The single closest read belonged to GPT-5 Mini, the same model that was most cautious on the winner. Its 1-2 guess was the only prediction that correctly anticipated Iraq scoring exactly once. It still landed on the wrong total for Norway and earned zero points, but in terms of capturing the actual shape of the game - Iraq on the board, Norway clear - it was the sharpest forecast in the room. A neat reminder that the most calibrated model on the binary market was also the most calibrated on the texture of the match.
The broader pattern: easy to call, hard to score
Iraq versus Norway is a textbook example of a recurring ModelFights theme. The frontier models are very good at the high-level question - who wins - especially in matches with a clear favorite, where an 11-of-11 consensus held up perfectly. They are far shakier at the granular one. A unanimous, correct winner call sat right alongside a unanimous, incorrect correct-score sheet.

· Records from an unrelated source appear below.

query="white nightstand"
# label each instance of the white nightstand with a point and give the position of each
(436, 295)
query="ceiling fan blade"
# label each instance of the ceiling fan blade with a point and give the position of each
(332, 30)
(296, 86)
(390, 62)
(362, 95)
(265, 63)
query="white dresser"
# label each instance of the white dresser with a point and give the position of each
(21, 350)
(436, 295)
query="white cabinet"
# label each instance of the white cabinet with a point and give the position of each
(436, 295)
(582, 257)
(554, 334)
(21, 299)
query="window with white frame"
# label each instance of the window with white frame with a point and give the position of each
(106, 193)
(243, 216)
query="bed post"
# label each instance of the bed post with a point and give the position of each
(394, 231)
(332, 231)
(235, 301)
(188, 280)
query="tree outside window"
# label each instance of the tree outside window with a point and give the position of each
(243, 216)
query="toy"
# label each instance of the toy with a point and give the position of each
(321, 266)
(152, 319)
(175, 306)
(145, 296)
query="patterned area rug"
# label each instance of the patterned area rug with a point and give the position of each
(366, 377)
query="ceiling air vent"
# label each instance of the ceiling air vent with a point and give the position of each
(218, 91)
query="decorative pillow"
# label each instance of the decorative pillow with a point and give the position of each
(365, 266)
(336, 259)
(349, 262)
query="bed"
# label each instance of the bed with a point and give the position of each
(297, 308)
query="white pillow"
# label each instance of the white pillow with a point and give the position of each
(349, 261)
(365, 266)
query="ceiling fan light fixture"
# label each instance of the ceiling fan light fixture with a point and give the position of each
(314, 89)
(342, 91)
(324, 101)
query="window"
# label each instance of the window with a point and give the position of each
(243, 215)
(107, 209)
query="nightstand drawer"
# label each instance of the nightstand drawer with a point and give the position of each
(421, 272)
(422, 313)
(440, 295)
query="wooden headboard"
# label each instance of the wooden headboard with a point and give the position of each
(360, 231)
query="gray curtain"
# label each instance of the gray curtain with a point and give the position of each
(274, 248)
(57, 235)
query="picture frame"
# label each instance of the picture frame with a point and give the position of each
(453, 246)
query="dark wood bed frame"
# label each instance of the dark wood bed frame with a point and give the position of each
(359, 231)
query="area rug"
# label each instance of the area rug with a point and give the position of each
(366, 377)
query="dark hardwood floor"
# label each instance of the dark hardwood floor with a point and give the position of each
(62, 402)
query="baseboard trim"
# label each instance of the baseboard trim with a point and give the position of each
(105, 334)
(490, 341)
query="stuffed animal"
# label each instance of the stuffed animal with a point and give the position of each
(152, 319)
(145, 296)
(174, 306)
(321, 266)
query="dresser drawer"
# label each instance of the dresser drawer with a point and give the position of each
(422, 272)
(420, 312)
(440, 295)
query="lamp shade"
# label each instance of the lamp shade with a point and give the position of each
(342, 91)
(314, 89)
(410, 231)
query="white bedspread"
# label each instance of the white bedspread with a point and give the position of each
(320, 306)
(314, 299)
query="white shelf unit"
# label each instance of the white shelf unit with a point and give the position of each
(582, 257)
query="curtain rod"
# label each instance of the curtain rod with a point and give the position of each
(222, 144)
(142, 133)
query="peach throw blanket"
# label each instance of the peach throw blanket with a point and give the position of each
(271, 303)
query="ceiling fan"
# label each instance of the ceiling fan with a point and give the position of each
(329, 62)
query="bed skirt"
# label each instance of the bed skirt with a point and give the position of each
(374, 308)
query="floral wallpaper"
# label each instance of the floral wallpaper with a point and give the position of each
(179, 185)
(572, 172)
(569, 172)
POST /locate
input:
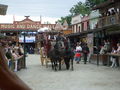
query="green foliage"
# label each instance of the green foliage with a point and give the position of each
(92, 3)
(67, 18)
(79, 8)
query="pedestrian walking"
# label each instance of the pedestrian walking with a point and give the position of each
(77, 56)
(85, 50)
(113, 58)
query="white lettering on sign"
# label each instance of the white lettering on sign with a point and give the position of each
(33, 26)
(20, 26)
(7, 26)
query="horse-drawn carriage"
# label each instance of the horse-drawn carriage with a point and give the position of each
(55, 48)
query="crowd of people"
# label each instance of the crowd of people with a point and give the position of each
(107, 48)
(81, 50)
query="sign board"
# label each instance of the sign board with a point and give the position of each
(30, 39)
(3, 9)
(76, 19)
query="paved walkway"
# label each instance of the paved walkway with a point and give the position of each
(84, 77)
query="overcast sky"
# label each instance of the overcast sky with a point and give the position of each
(45, 8)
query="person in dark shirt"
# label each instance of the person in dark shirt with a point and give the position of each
(85, 50)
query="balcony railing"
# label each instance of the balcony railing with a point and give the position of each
(109, 20)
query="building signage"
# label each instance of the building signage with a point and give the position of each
(30, 39)
(26, 24)
(76, 19)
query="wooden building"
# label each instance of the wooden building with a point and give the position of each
(107, 28)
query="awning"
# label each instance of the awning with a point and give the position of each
(3, 9)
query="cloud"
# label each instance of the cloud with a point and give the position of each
(11, 18)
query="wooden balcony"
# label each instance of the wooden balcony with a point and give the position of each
(108, 21)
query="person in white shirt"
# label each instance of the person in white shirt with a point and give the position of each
(118, 49)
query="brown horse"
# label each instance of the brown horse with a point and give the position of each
(8, 79)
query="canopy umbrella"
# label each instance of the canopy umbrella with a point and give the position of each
(45, 29)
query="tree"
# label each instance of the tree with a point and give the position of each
(92, 3)
(67, 18)
(80, 8)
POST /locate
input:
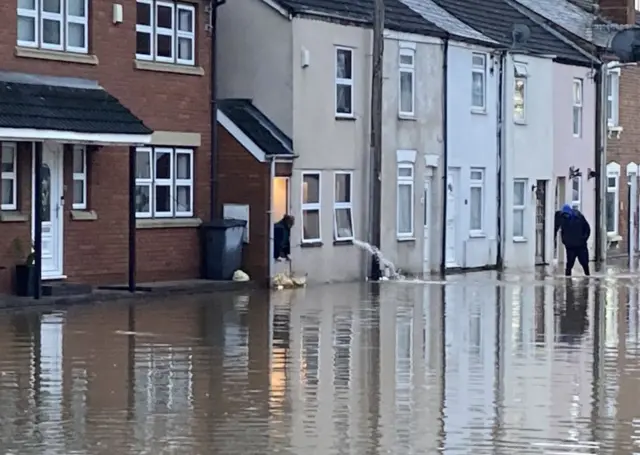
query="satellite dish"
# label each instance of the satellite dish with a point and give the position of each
(626, 45)
(520, 34)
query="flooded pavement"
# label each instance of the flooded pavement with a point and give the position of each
(474, 366)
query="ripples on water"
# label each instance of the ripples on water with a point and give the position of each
(405, 369)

That gap is the whole reason we grade in public with no hindsight edits. It is easy to remember that "the AIs called Norway" and forget that every exact-score guess missed, and that several models privately leaned toward an Iraq win when pressed for detail. Both facts are true, and both are on the record.
You can see the full grade for this fixture on the Iraq vs Norway match page, track how each model's calibration holds up over the tournament on the ModelFights leaderboard, and see what the panel is forecasting next in our latest predictions. The winner was never in doubt for the models. The scoreline, as ever, was a different sport entirely.